# Analyses¶

## Project-based Haplogroup list¶

> Edit -> Define Haplogroup List

This allows the user to specify a list of Haplogroups for a project. The list will be applied whenever the user is asked for, i.e. some visualization methods, Haplogroup counting and PCA analysis. This list is also stored in the mito project file (.mitoproj) and automatically loaded when opening the project file again.

## Pairwise Fst values¶

> Analysis -> Calculate pairwise Fst

This calculates the pairwise Fst values based on the approach of Hudson et al. and implemented according Brid et al.
*(Bird, CHRISTOPHER E., et al. “Detecting and measuring genetic differentiation.” Phylogeography and population genetics in Crustacea 19.3 (2011): l-55.)*
to achieve results comparable to the calculations done in Arlequin *(Excoffier, L. and H.E. L. Lischer (2010) Arlequin suite ver 3.5: A new series of programs to perform population genetics analyses under Linux and Windows. Molecular Ecology Resources. 10: 564-567.)*.

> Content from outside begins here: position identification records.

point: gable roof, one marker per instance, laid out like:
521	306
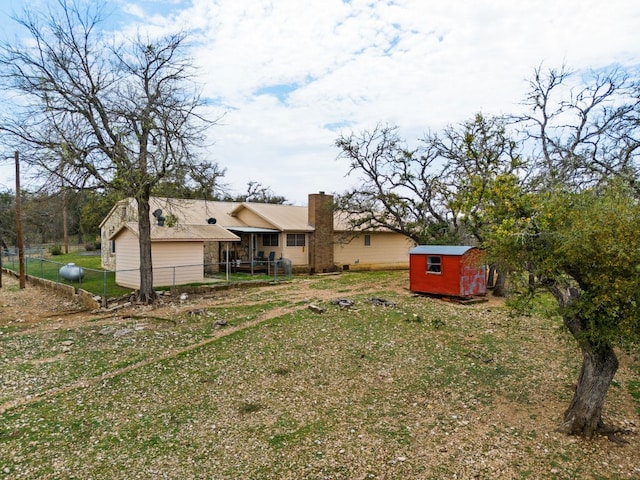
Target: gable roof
282	217
182	233
267	216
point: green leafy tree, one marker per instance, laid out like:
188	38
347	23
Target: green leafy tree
104	113
575	231
584	249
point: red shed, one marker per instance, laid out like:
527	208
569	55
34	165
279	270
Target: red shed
447	270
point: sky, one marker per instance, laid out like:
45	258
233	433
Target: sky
291	76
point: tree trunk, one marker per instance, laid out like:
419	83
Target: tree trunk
584	415
498	288
491	276
146	293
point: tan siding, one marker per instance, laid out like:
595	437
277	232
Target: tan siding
177	263
386	250
127	260
165	255
297	255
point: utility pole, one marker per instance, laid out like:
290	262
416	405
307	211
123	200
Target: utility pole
23	282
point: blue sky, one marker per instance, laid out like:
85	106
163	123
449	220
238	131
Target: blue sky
291	75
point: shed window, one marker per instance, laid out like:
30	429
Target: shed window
270	240
295	239
434	264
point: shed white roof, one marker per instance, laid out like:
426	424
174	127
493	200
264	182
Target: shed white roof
456	250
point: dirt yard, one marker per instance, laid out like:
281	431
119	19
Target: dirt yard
464	427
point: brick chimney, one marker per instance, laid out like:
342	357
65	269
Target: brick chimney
321	240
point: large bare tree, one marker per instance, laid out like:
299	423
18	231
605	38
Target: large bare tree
103	113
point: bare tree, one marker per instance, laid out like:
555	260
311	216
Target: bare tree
101	114
580	236
399	189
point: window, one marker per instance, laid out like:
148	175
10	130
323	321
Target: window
434	265
295	239
270	239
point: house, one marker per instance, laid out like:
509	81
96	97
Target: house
447	270
313	238
177	253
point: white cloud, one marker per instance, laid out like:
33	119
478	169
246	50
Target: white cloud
420	64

Advanced settings are provided by the configuration dialogue.

- Distance method:
- Pairwise difference
- Jukes & Cantor
- Kimura 2-parameters

- Gamma a value
- This parameter is used to perform gamma correction on the distance measure. The gamma a has no effect on the distance method ‘pairwise difference’

- Symbol for missing data
- Specify symbol that is used for missing data in your samples.

- allowed level of missing data
- Specify allowed the percentage of missing data per locus/position. Loci with a value higher than the threshold are excluded from all analyses.

- Slatkin’s linearization (Slatkin 1995)
- Linearize the Fst values with Slatkin’s linearization (D = Fst / (1-Fst))

- Reynolds’ distance (Reynolds et al. 1983)
- Linearize the Fst values with Reynolds’ linearization (D = -ln(1-Fst))

- Number of permutations
- The null hypothesis is the assumption that there is no difference between the population. Through permuting haplotypes between pairs of populations, a p-value is calculated to get the significance of the test. The number of permutations can be set by the user, 0 permutations mean that no test will be performed. The p-value is defined as the ratio between the number of permutations that lead to a Fst value higher or equal than the observed one and the total number of calculated p-values.

- Significance level
- Significance level for p-value

- Save result
- The result is displayed in the mitoBench and can be downloaded as text file as well. The file location can be specified here.

Finally, the result is displayed a text format and the Fst values are visualized as a heatmap.

## Haplogroups¶

> Analysis -> Calculate haplogroups

The Haplogroups are determined by the current version of HaploGrep2 (version 2.1.18) based on the FastA sequence. The calculated haplogroups are added as new column in the table view and can be downloaded as hsd file as well.

## PCA (still in testing)¶

> Analysis -> PCA analysis

Warning

This functionality has to be tested in detail. Please let us know, if you get unexpected or obviously incorrect results.

The principal component analysis requires a grouping of the data and the haplogroups. A basic grouping of the data has to be done previously. The Haplogroups can be set in the configuration pane. The coloring can either be set like the groups (each group gets one color)

or several groups can be assigned to one color. In the text field, the user can specify a name. The color is chosen by the tool.

The result will be shown as a 2-dimensional plot in the visualization pane, and the counts used for the calculation in the statistics pane. Hovering over the data point opens gives information about the represented group.